Comment 22 Jason 2004-12-07 07:08:13 UTC
Ok I've been suffering with the same problem and here are my findings:

1) the 'sleep 10' statement did NOT work. my computer STILL crashed
2) there is only ONE artsd process
3) setting the "Realtime priority" OFF prevents the crash
4) after a while, sound stopped working entirely, except for the "test sound" and xmms. I had to delete .kde and .kderc in ~/ to get it back.

I'd still like to know why we can't use realtime priority, though.
Comment 23 Allan Sandfeld 2004-12-07 22:19:01 UTC
If someone who is able reproduce the problem, could please run artsd with the debugging "-l0" turned on and report what happens during a crash (stream output to a file or something). It would help find the guilty state.
Comment 24 Stefan Gehn 2004-12-08 16:02:54 UTC
*** Bug 94644 has been marked as a duplicate of this bug. ***
Comment 25 Nicolas Escuder 2004-12-13 12:19:32 UTC
Created attachment 8646 [details]
Artsd Crash Log

Here you can find the log of artsd when it crash the machine.
See You
Comment 26 Mark 2004-12-14 09:23:58 UTC
Just a little bit more info on this, I am using Suse 9.1, 64bit with the vaious 2.6 kernels and it is happening here as well ( SBlive 5.1) , kde 3.3.1 and now 3.3.2.

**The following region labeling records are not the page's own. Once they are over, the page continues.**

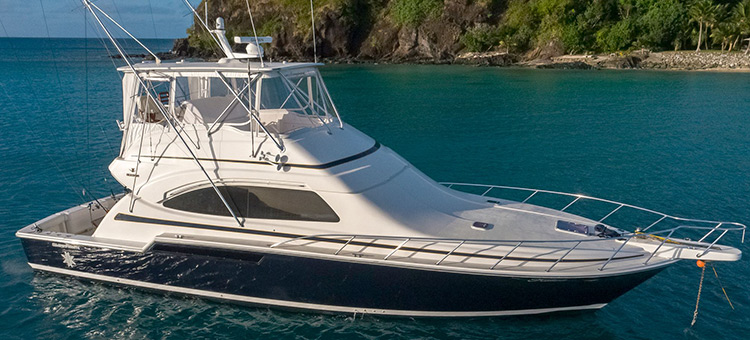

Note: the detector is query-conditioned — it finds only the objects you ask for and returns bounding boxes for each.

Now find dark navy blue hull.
[17,239,662,316]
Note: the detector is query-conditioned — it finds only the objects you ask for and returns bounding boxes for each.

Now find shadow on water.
[26,273,616,339]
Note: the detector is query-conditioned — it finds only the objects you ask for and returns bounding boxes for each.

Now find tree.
[730,0,750,54]
[638,0,692,48]
[688,0,716,52]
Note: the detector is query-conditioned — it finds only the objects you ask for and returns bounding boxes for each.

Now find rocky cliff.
[175,0,504,63]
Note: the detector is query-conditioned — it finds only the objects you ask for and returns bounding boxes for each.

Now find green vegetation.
[461,0,750,53]
[391,0,443,27]
[188,0,750,57]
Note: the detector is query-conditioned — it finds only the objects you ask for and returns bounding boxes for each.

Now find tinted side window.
[164,186,339,222]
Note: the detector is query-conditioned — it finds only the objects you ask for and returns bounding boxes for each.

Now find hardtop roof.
[117,59,324,73]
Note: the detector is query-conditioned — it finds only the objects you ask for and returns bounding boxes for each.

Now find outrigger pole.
[81,0,244,228]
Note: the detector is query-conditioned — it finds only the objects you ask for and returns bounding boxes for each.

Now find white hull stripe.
[29,263,607,317]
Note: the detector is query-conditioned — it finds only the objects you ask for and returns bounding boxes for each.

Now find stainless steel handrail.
[440,182,747,243]
[270,222,744,272]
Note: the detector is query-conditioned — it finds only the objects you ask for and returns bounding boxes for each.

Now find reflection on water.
[0,39,750,339]
[28,273,614,339]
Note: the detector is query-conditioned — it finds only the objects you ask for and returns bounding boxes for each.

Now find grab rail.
[270,226,744,272]
[440,182,747,243]
[270,183,746,272]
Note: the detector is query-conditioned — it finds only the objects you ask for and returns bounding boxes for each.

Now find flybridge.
[211,17,273,59]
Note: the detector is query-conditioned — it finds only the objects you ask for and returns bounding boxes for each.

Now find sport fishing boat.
[16,1,745,317]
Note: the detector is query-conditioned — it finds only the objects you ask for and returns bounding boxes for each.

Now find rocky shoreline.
[141,39,750,71]
[454,51,750,71]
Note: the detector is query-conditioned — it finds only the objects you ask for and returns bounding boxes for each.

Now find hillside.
[176,0,750,63]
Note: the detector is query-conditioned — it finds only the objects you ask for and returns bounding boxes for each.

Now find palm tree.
[689,0,716,52]
[732,0,750,54]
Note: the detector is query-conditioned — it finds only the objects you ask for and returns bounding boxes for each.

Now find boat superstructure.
[16,1,745,316]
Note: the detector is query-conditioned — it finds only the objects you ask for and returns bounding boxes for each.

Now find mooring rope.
[711,264,734,310]
[690,264,706,327]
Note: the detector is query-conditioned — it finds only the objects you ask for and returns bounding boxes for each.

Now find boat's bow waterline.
[16,1,745,316]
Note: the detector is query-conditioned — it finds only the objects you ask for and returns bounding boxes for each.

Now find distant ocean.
[0,38,750,339]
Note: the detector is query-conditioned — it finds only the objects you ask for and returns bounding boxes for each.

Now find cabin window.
[164,186,339,222]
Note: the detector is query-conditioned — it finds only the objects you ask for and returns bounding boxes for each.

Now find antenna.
[310,0,318,63]
[245,0,266,67]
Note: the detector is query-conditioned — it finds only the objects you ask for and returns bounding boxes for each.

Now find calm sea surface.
[0,39,750,339]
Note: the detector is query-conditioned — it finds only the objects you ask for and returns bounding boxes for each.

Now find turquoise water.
[0,39,750,339]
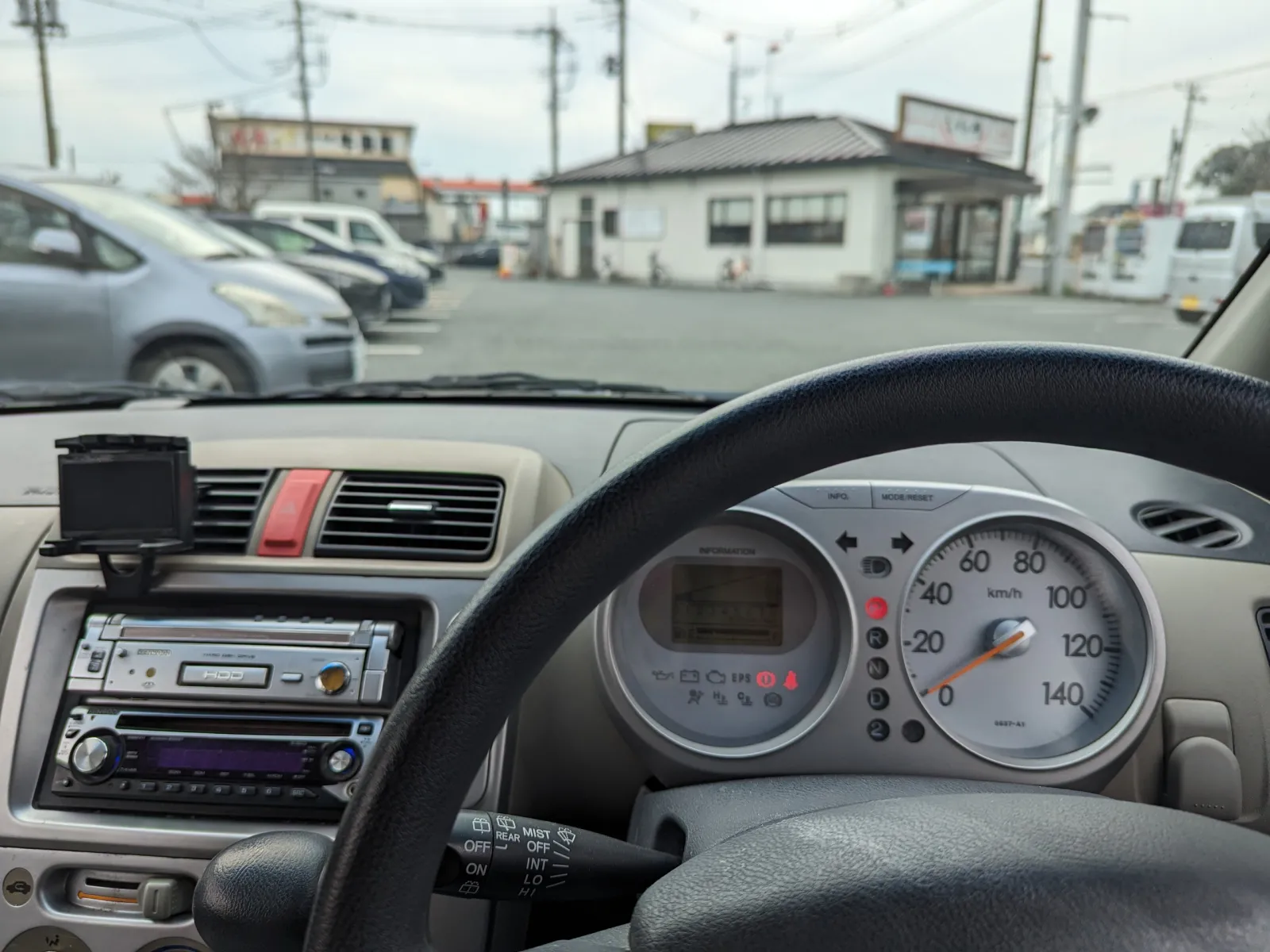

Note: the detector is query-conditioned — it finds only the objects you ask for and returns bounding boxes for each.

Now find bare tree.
[1191,122,1270,195]
[164,146,268,212]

So I do not think it is specifically a 2.4 kernel problem, it did not appear until I updated KDE.

HTH 
Comment 27 Bill Skellenger 2005-03-28 16:36:08 UTC
I just migrated from 2.4.26 --> 2.6.11 (both Gentoo)

I enabled real-time priority again and I no longer have this issue after the kernel upgrade.

Using ens-1371 (module).
Comment 28 Matt Rogers 2008-11-19 23:40:12 UTC
Arts is no longer developed and has been unmaintained for quite some time - more than 2 years. With phonon as the replacement for arts in KDE4, we're closing out all the arts bugs in Bugzilla since there is no chance of them being fixed.